Chief Justice Rehnquist also was on the losing side this year in cases that struck down state laws on wine purchases and that declared it unconstitutional for states to execute juvenile killers.

“In case after case after case in recent years, the strong federalist position doesn’t seem to be winning out,” said Richard Garnett, a former Rehnquist clerk who teaches at Notre Dame Law School.

The chief justice has been the leader of the “federalist five,” the five conservatives who generally support states’ rights and advocate limited federal government interference.

Those five — Chief Justice Rehnquist and Justices Sandra Day O’Connor, Antonin Scalia, Anthony M. Kennedy and Clarence Thomas — have voted together to strike down federal laws intended to protect female victims of violent crimes and to keep guns away from schools.

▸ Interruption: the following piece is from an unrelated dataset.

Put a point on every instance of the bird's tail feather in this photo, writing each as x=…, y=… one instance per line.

Their reasoning is that those issues are better dealt with at the local level.

Justices Scalia and Kennedy parted ways with the five in Monday’s ruling giving federal authorities the power to punish sick people who smoke marijuana to ease pain, even if they live in states with “medical marijuana” laws.

Chief Justice Rehnquist and Justices O’Connor and Thomas warned that the court was inviting Congress to pass intrusive laws.

A ruling for California in the marijuana case would have sealed the chief justice’s states’ rights legacy. But that was not expected, in part because the politics of the medical-marijuana issue made it tougher for the five justices to stay together.

“So far, he has been able to get five votes for very small, more or less symbolic restraints on Congress,” Nelson Lund, a law professor at George Mason University, said of Chief Justice Rehnquist. “It’s what I call fig-leaf federalism.”

Thomas Goldstein, a Washington lawyer who specializes in the Supreme Court, said: “It’s not for lack of leadership. Instead, a majority of the court simply isn’t as conservative yet as the chief justice.”

The four justices who compose the court’s more liberal wing — John Paul Stevens, David H. Souter, Ruth Bader Ginsburg and Stephen G. Breyer — consistently vote together in cases that test the federal government’s power.

They were united on Monday in another decision that Chief Justice Rehnquist disagreed with, a ruling siding with the federal government in a dispute over ownership of submerged lands in Glacier Bay National Park. Chief Justice Rehnquist and Justices Scalia and Thomas filed a partial dissent supporting Alaska.